The recommendations include:
- Irish community parades/marches in Liverpool since the 1990’s have been legal and peaceful, and have allowed Irish people in the city to express themselves both culturally, socially and politically in an inclusive manner that almost always involves broader sections of the community.
- The rights of the Irish community to assemble and organise lawful and peaceful parades/marches should be defended in the face of threats, attacks and intimidation by far-right groups and members of the loyalist/Orange community.
- No community in Liverpool should be subject to racist or sectarian abuse, threats or intimidation. Merseyside Police should be fully resourced to deal which such crime and recognise anti-Irish racism as a real issue facing members of the Irish community in general, especially when participating in Irish community marches/parades.
- Establish a specific consultative forum between Merseyside Police/Police and Crime Commissioner and members of the Irish community & Irish groups/organisations in the City to allow dialogue and feedback on the experience of Policing & the Irish community.

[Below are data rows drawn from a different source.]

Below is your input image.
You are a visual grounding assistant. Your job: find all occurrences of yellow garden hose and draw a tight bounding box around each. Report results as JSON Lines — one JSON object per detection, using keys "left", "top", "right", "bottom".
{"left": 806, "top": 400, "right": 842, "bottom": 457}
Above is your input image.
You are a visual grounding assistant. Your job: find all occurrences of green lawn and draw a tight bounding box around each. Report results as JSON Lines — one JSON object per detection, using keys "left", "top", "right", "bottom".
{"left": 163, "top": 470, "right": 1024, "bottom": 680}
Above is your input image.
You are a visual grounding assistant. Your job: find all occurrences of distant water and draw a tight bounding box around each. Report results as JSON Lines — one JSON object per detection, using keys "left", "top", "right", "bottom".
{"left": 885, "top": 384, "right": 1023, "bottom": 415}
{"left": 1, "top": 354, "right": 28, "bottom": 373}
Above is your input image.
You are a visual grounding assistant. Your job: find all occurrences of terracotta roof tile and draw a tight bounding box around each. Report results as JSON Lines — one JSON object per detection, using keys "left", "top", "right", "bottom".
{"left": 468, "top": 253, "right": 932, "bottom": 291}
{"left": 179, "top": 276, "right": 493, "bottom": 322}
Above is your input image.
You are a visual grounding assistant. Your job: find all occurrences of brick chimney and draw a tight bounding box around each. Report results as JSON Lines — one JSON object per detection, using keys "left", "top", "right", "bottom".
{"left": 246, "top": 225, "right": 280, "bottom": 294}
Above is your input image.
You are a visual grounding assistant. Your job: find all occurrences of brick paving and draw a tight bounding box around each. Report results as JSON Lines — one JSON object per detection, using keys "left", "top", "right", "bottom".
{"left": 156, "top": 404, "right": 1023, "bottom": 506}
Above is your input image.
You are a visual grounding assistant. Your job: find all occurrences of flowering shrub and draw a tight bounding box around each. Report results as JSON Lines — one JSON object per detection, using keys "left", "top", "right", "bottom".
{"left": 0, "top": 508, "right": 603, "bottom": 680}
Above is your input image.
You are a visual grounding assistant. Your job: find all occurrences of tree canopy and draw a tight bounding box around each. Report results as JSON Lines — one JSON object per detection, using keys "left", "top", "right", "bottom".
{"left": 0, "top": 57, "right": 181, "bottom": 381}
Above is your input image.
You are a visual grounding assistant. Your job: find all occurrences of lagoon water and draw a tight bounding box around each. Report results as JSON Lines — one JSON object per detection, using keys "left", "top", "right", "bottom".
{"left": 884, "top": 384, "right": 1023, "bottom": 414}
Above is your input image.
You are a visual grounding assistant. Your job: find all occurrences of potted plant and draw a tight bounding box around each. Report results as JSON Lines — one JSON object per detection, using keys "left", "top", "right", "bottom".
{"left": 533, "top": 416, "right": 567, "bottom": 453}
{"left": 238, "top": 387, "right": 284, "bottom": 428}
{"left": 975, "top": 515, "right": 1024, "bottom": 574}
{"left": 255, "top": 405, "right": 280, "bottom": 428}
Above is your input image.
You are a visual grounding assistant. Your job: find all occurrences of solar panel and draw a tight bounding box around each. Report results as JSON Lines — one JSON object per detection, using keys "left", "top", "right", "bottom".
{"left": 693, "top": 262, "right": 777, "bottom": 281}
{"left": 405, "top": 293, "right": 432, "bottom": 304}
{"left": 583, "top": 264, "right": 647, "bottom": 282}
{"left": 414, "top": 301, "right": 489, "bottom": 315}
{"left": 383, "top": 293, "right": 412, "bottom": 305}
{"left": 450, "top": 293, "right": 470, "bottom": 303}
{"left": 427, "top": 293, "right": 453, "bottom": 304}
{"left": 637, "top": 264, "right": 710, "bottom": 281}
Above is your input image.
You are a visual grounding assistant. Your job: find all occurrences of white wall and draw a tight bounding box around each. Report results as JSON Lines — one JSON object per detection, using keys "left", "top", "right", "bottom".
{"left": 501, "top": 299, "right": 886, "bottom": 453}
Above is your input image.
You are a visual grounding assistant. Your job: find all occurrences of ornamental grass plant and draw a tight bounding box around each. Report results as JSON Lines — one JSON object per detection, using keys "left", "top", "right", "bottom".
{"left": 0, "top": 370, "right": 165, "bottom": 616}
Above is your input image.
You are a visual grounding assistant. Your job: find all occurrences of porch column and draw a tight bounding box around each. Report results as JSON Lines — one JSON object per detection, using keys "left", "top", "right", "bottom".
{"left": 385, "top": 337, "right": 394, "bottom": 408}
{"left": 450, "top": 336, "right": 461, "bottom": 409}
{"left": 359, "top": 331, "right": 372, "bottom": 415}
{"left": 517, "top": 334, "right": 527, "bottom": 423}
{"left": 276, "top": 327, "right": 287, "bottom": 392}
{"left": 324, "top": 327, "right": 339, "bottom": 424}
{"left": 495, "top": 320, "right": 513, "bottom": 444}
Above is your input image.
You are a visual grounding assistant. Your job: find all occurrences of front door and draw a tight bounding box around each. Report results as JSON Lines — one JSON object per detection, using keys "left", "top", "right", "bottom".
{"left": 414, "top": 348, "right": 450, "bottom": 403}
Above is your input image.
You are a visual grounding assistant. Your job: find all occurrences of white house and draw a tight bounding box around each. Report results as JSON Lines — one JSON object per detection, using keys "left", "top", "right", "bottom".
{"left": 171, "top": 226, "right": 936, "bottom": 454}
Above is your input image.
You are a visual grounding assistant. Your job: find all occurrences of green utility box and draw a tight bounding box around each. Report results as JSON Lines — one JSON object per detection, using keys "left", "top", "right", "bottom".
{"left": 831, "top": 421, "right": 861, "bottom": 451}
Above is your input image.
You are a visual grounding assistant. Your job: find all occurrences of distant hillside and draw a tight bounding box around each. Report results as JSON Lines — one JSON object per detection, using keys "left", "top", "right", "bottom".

- The lack of proper reporting and analysis of attacks by the far-right and loyalists upon Irish community parades/marches by the local media, including the Liverpool Echo Newspaper and BBC Radio Merseyside, ensures that Far-right organisations and members of the Loyalist/Orange community are never properly held to account or challenged on their often violent opposition to Irish events.
- Confidence within the Irish community can be improved by a more robust challenge to Far-right organisations and the Loyalist/Orange community by both Merseyside Police, local political representatives and local media when attacks are made against Irish community parades/marches.
- When statutory and non-statutory bodies update their employees in cultural awareness, that must include an Irish dimension, including knowledge of anti-Irish racism and how it manifests itself and impacts on Irish people. Use should be made of Cairde na hEireann Liverpool’s policy on anti-Irish racism (see appendix).
- The far-right and members of the Loyalist/Orange community highlight increased Police costs surrounding Irish community parades/marches in an attempt to pressure both Merseyside Police and Liverpool City Council into banning ‘IRA’ marches, while ignoring the fact that it has been the attacks and threats by the far-right and the loyalist/Orange community in the first place that have led to these increased costs.
- A shared view by the Labour and Trade Union Movement across Merseyside must be developed that see’s these attacks by the far-right and members of the loyalist/Orange community as being racist in nature, an attempt to drive the Irish community off the streets of Liverpool and not in any way linked to a so called re-emergence of ‘religious sectarianism’ in the city. This view must also include the acknowledgement that attacks upon Irish community parades/marches are part of an over-arching plan by the far-right to attain supremacy of the streets, eliminating at a street level anything that it sees as being ‘un-British’ and ‘unpatriotic’ and a return to electioneering when sufficient activists and support is developed and nurtured.
The report launch yesterday saw speakers Mary Hickman, Professor of Irish Studies, Centre for Irish Studies, St Mary’s University College, London, link far-right attacks in the context of the shared experience of the Irish community with Muslims in this country and the rise of islamaphobia, while Paul Jenkins, North West Regional Organiser for Unite Against Fascism, profiled the Far-right, its links to loyalism and its many manifestations in recent years.